The Virginian-Pilot
                             THE VIRGINIAN-PILOT 
              Copyright (c) 1996, Landmark Communications, Inc.

DATE: Wednesday, August 28, 1996            TAG: 9608280438
SECTION: LOCAL                   PAGE: B1   EDITION: FINAL 
SOURCE: BY SCOTT HARPER, STAFF WRITER 
DATELINE: VIRGINIA BEACH                    LENGTH:   70 lines

BEACH DUMPS RECYCLABLE PAPER BUT CITY SAYS NEW AGREEMENT WILL PREVENT A RECURRENCE.

A day after a local TV station showed video of recyclable paper being buried at the city landfill, an official at City Hall said Tuesday the city has reached an agreement to end the embarrassing episode.

``No more material will be going to the landfill,'' said Oral Lambert, the city's chief of staff. ``This starts immediately.''

Lambert said a trash contractor, New England CRInc., will accept and recycle tons of paper goods from drop-off centers at city schools - paper that for at least three days was quietly dumped at the Mount Trashmore II landfill on Centerville Turnpike.

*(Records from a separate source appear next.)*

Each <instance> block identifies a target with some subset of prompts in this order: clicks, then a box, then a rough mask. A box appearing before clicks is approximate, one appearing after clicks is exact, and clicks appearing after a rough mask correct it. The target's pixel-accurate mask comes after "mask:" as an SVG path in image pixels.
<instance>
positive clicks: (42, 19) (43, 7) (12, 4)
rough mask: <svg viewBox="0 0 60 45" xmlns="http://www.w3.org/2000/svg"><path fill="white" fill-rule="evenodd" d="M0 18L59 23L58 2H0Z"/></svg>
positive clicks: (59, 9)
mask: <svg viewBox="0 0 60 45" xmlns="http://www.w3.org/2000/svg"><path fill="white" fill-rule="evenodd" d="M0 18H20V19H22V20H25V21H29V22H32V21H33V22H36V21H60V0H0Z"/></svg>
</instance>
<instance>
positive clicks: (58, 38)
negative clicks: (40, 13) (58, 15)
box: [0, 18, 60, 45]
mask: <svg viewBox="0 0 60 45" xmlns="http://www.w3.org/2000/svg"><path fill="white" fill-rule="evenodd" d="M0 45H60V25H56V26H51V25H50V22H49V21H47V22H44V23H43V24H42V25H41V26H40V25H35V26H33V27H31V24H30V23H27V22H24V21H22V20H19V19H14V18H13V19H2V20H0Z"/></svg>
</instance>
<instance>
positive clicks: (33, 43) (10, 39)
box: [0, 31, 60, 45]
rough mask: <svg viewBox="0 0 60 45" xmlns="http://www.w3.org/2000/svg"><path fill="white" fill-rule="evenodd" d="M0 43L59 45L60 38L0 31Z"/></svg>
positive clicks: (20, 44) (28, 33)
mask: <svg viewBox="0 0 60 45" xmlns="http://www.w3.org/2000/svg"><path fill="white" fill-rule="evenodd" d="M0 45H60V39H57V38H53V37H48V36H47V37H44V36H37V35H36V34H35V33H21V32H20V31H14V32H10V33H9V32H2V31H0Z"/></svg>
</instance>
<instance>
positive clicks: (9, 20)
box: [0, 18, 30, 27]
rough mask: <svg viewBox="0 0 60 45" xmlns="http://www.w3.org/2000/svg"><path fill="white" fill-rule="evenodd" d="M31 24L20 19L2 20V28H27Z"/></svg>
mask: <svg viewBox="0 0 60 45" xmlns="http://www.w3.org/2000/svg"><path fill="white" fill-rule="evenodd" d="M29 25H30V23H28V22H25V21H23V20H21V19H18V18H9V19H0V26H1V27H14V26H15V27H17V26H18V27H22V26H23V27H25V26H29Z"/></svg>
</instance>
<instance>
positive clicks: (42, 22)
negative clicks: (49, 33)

Channel 13 broadcast pictures Monday night of a truckload of used newspaper, cardboard boxes and other paper products being emptied into the ground. Such wastes are supposed to be sorted, baled and sold as fodder for environmentally friendly packaging and recycled paper.

Lambert said he hopes Virginia Beach residents, who historically have been avid recyclers, do not lose faith in the city's recycling program as a result. He called the incident ``a hiatus, a very short-term thing'' that was based on ``a snap decision'' by the city staff.

The troubles that led to the dumping involve city contracts, a desire to be frugal and a roller-coaster market for recycled materials.

Even if defused, as city officials hope, the problem will not likely enhance trust in a city-run recycling program that started July 1 and has been met with complaints of overstuffed drop-off bins and blowing trash.

New England CRInc. and another contractor, Tidewater Fibre Corp., had been handling used paper from Virginia Beach's drop-off centers and schools until the market for used paper dropped like a stone late last year.

Without a profit motive, and with processing costs high, CRInc. asked the city to pay a fee to offset its expenses. Tidewater Fibre, meanwhile, informed the city that it would keep taking materials from drop-off centers but not from schools, which it had no contract for, Lambert explained.

The city initially balked at the fee request. Also about this time, Virginia Beach withdrew from a regional curbside recycling program run by the Southeastern Public Service Authority, or SPSA.

As a replacement, the city launched an expanded drop-off program on July 1. The result: a huge increase in old cans, bottles, plastic containers and paper goods remained with the city instead of going to SPSA.

Swamped by the surge of recyclable material, and frustrated for lack of a fee, CRInc. stopped taking paper deliveries last week, Lambert said.

With no place to store its mounds of paper, the city decided to simply dump them in Mount Trashmore II, hoping that markets would soon turn around and contractors would again accept the materials without a city fee, Lambert said.

But the dumping was aired on TV Monday night, and citizens immediately cried foul. So Tuesday, the city contacted CRInc. and said a fee was forthcoming, Lambert said.

He said that the fee would likely amount to ``thousands of dollars'' but that the arrangement would probably be temporary.

``We'll be looking at this on a week-to-week, month-to-month basis,'' Lambert said. MEMO: HOW IT HAPPENED

The market for used paper fell, robbing trash contractors of their

profit motive for collecting it. One cut back, and the other wanted the

city to pay a fee.

Then the city launched an expanded drop-off program after it dropped

out of the SPSA. That meant a huge increase in paper goods remaining

with the city.

Virginia Beach wouldn't pay a fee for collection, so that contractor

stopped collecting.

The city was left with no place to store its paper, so it decided to

dump it in the Mount Trashmore II landfill.